それでとりあえず毎日家を出るのだが、行くあてはどこにもない。
しょうがないから図書館行って本でも読むか、天気のいい日は多摩川の河原で
ビールを飲んで昼寝でもするしかなかった。
はたから見たら、いい年こいてぶらぶらしやがってと思われただろうけど、
本人は見た目ほど気楽ではなかった。
社会に出た友人たちは忙しく働き、収入格差もあるから気軽に声をかける
ことができなくなり、何となく疎遠になっていく。新しい仲間ができる機会なんて
あるわけもない。そうやって物理的だけじゃなく、精神的にも社会的にも
自分の居場所がじわりじわりと狭まっていく感じにはかなり参った。
「ニート―フリーターでもなく失業者でもなく」(玄田有史 曲沼美恵)は
その辺りの当事者の焦燥感にも焦点を当てている点が新鮮に感じられた。
本書は玄田氏による各種データに基づいたニートの分析と、曲沼氏による
ニートである数人の個人のレポート、そして有力なニート予防策と考え
られる、すべての14歳に1週間にわたる職場体験を行わせている神戸と
富山の事例レポート、両著者の見解へと続く。
なぜ、中学二年生のときに濃密な職場体験を行うことがニート予防策に
なるのか。
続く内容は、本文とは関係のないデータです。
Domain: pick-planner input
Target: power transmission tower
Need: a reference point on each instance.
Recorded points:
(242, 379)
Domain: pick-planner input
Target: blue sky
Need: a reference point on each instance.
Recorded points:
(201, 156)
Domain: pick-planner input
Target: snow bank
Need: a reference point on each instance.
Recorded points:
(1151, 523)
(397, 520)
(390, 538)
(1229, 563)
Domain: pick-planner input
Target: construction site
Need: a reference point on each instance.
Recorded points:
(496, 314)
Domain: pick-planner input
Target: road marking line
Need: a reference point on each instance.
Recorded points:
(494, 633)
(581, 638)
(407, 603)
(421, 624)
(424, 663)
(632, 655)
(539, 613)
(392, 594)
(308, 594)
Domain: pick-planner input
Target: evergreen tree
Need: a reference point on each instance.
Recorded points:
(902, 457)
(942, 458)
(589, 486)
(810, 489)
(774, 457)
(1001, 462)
それは「志望する職業を確立する」といったことではなく、
世の中でなんとかやっていけるというささやかな自信を付けたり、
夢の職業でなくても働くことは意外と面白いものだと感じたり、社会との
かかわりを持つ術を身につけたりすることが重要だからという。
ニートなる若者に共通する特徴は「孤立した人間関係」や「自分に対する
自信の欠如」「中学・高校時代からの状況の継続」なのである。
ニートというと、やはり「働く意欲のなさ」という文脈でとらえられ、
その甘さを批判されることが多いわけだが、著者が率直に記しているように、
この問題の根本的な理由はまだよくわからないけれど、少なくともそうした
表層的な認識では解決できないことが本書を読むとよくわかる。
とくに街ぐるみで実施している、中学二年生の1週間にわたる職場体験の
取り組みのレポートは興味深い。こうした取り組みが「居場所」を失う人を
減らせるかどうか、ぼくもウォッチしていきたいと思う。
ただ、ニート当事者への取材はもっと人数を多くした方がよかった。